The interior of the hut resembled, even more than the landscape of the planet and to McCoy’s physician’s eye, the inside of some great beast. The walls were curved, with rib-like stays joined together with what appeared to be some kind of resin. McCoy moved further into the hut, and almost immediately saw that which he sought.

In the center of the dome-shaped structure were three pod-like shapes suspended from the ceiling, all surrounded by a shell of the same resin that made up the walls. The stuff clung to them like glue, hard in some places and almost like mucus in others. McCoy went to the nearest pod; he could clearly see that it held Kirk, and he spoke to his captain in a low, urgent whisper.

“Jim!” he said, all the while casting glances around the hut, fully expecting the aliens to burst in at any moment. “Jim, it’s me, McCoy.”

At first, there was no reaction, then slowly Kirk raised his head. His eyes opened, and he focused weakly on the doctor.

“Bones,” he rasped, his lips twisting in a wry smile. “Glad you could drop by.”

McCoy drew his phaser. “Watch yourself, Jim. I’m going to burn through this stuff and get you out of there. Close your eyes.”

Kirk turned his head, and McCoy used the phaser on its lowest setting to dissolve the resin surrounding the captain. As he cut through the last of it, Kirk dropped to the floor of the hut.

McCoy reached into his bag and took out his diagnostic tool.

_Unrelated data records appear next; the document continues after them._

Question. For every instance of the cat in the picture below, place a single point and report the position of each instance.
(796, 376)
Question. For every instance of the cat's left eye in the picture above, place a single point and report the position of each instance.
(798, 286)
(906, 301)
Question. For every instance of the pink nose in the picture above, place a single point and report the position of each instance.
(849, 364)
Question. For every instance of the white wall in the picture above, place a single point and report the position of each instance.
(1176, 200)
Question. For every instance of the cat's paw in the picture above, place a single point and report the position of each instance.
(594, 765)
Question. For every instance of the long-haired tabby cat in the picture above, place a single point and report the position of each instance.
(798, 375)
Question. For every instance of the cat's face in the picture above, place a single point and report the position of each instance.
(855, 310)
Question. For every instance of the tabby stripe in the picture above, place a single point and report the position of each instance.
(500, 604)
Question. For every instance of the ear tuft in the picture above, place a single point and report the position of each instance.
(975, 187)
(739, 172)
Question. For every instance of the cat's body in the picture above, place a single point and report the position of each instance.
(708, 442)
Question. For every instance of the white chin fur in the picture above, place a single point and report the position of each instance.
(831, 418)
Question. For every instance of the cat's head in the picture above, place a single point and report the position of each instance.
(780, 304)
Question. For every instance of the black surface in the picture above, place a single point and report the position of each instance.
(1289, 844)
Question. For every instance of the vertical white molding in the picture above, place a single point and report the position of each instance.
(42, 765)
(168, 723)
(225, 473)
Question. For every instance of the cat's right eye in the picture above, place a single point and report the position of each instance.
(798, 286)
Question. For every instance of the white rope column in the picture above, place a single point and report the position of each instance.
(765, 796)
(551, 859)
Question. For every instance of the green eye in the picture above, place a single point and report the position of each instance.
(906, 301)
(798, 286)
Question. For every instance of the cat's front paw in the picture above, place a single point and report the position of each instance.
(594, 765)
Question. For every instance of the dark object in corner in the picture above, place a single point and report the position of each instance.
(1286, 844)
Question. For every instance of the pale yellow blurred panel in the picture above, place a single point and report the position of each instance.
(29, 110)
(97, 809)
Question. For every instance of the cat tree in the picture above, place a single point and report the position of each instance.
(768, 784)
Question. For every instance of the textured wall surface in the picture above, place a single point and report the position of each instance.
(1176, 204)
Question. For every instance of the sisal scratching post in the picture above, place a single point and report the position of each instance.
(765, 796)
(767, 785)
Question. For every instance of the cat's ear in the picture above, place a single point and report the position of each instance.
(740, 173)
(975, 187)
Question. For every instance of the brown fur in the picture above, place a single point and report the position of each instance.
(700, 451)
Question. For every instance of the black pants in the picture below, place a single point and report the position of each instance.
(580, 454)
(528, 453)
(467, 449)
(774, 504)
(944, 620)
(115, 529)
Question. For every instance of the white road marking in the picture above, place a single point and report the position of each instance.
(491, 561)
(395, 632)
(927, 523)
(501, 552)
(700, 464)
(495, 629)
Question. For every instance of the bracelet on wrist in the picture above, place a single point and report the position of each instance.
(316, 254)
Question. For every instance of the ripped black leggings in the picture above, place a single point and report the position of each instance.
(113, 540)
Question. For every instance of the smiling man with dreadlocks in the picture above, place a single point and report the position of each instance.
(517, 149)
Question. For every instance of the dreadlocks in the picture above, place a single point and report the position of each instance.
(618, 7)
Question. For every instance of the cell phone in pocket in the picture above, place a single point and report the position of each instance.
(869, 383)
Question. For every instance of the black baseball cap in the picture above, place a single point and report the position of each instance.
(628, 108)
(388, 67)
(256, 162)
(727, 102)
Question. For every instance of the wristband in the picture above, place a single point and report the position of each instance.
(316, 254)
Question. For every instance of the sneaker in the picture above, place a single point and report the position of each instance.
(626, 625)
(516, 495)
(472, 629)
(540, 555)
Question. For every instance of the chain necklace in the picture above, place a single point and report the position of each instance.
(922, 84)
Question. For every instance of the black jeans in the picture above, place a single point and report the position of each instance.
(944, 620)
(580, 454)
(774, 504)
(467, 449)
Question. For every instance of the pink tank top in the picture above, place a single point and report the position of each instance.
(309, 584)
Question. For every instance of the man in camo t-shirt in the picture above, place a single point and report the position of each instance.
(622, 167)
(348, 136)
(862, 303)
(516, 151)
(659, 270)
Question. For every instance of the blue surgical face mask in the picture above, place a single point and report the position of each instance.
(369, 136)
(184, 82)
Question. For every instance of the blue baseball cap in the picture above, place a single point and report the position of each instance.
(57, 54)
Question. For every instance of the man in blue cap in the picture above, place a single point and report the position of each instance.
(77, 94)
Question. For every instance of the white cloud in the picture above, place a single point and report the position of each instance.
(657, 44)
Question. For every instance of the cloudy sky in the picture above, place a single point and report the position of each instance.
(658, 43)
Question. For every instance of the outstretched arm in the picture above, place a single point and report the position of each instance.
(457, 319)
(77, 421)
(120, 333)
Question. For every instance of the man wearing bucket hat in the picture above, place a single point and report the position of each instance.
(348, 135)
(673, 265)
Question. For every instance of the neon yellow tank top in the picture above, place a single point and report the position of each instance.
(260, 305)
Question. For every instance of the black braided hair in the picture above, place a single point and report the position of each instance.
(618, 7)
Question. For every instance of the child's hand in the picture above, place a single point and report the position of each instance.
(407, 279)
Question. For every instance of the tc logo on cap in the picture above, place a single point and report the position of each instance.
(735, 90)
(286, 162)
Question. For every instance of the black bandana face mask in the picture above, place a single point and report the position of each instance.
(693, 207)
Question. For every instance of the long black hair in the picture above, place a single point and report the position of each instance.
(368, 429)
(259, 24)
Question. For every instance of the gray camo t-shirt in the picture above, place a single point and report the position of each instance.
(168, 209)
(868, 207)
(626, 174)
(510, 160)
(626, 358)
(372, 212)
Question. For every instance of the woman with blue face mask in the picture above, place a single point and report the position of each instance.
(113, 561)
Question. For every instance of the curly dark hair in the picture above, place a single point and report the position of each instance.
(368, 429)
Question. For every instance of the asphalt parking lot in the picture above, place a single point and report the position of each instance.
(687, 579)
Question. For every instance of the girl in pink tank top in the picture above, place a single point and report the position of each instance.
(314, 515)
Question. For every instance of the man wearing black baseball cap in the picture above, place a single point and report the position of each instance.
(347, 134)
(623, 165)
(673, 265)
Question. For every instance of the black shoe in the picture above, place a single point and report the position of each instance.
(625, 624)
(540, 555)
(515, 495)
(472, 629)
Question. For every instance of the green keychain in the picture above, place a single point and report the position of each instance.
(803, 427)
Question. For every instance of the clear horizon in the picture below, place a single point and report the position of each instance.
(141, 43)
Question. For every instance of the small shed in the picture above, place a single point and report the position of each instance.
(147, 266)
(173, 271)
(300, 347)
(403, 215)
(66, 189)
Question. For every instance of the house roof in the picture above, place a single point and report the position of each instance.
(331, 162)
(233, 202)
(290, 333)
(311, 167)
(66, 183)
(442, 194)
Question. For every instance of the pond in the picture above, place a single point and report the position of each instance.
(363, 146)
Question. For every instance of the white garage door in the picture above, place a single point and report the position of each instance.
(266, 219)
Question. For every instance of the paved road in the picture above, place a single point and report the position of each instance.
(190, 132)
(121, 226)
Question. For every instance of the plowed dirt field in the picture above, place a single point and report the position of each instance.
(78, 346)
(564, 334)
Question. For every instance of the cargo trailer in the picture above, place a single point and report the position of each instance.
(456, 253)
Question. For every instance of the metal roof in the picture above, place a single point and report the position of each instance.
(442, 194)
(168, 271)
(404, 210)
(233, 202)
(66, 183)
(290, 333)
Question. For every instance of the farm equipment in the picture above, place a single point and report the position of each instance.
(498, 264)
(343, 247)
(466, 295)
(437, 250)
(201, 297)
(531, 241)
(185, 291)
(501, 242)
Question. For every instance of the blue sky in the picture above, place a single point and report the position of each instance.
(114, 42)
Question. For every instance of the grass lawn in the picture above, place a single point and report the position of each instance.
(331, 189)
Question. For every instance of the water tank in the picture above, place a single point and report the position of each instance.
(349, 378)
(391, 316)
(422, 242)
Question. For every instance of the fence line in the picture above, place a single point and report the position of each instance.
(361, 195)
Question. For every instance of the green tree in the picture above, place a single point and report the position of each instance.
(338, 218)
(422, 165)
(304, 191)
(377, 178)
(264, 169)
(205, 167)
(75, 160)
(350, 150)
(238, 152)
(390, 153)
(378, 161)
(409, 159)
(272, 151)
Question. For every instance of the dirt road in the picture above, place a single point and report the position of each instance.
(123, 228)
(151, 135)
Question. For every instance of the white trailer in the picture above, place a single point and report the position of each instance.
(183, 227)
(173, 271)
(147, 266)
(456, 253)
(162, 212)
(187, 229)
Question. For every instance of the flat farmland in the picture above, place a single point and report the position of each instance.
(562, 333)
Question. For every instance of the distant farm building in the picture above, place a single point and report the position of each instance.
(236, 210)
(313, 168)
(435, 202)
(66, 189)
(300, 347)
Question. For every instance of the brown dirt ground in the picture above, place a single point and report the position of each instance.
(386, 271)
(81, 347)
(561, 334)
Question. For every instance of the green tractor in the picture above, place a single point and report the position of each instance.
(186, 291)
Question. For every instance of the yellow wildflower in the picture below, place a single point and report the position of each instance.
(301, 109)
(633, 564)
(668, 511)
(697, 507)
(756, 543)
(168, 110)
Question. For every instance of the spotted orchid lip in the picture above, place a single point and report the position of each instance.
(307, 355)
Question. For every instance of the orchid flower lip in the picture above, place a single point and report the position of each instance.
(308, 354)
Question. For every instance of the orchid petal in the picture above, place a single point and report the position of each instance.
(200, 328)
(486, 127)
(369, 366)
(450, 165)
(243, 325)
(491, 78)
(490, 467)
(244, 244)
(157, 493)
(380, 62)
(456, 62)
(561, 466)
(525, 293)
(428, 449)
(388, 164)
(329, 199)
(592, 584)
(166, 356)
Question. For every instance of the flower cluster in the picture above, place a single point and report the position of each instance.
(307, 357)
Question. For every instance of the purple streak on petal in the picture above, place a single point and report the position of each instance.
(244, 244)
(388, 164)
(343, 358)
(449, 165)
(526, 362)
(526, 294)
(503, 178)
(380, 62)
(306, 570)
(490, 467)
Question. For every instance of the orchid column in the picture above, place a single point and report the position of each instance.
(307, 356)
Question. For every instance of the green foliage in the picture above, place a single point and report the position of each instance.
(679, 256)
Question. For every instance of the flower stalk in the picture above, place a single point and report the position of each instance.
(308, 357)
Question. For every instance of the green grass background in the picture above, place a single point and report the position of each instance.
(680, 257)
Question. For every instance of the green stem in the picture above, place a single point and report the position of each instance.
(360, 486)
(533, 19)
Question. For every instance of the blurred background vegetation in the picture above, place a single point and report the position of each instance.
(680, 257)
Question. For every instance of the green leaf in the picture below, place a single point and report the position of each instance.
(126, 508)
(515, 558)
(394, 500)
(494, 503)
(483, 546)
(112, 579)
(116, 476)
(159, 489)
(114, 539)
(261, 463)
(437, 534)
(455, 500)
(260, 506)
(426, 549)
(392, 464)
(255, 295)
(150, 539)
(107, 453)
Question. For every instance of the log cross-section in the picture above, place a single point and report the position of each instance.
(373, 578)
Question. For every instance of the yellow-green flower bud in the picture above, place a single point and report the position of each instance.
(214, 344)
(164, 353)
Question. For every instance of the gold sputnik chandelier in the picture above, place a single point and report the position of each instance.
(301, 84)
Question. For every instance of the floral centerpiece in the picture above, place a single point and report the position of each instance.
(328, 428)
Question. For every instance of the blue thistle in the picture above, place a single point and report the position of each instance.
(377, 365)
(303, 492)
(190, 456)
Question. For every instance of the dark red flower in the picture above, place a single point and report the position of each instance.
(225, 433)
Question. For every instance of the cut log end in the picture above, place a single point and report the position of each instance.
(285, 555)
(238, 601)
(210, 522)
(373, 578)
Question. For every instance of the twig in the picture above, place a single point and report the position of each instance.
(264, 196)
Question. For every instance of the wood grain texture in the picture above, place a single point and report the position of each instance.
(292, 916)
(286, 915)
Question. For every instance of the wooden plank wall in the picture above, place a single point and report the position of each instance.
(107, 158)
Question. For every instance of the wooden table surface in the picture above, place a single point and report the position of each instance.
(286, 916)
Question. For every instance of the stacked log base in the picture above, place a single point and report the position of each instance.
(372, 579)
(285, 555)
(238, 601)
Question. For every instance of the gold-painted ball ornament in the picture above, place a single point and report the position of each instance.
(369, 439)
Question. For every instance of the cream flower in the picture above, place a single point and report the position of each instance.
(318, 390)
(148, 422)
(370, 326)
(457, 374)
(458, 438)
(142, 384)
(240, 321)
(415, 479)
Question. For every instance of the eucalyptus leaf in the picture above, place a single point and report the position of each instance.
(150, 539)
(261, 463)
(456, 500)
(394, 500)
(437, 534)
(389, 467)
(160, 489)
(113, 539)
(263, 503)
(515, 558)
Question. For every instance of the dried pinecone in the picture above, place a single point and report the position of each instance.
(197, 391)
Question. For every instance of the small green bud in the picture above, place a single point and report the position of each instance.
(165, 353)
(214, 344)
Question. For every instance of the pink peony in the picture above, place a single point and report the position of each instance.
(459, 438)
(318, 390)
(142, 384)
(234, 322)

He ran it over Kirk’s prostrate figure, and was rewarded with a groan.

“Come on, Jim,” he said. “On your feet.”

Holding on to McCoy for support, Kirk rose shakily, and stood swaying for a moment. Then he opened his eyes and said, “Get the others.”

With one final, doubtful look at Kirk, McCoy turned his phaser on the shells housing the other two. In a short time, Spock and Sulu stood beside Kirk. Spock took the tricorder from McCoy and studied it for a moment.

“Captain,” he said, “it appears that the creatures have moved away from this area for the present. There is, however, no way of knowing when they will return. We had best be on our way.”

Kirk rolled his head and stretched his neck muscles. “Right,” he said. “Sulu, you OK?”

The Asian nodded. “I’ll make it, captain.”

“All right then,” said Kirk. “Back to the Enterprise.”

They moved to the door of the hut and waited while Spock checked the area for aliens, but there was no sign of any. Kirk opened the door and peered cautiously out. “Looks clear,” he said. Let’s go.”

Quickly, the four moved out of the hut and across the clearing into the trees. There they stopped while Spock used the tricorder again. The Vulcan turned to Kirk. “There is still no sign of the creatures, captain. If you agree, I believe we should head for the ship.”

Kirk nodded. “I’m with you, Spock.” He looked at the others. “Come on, let’s get out of here.”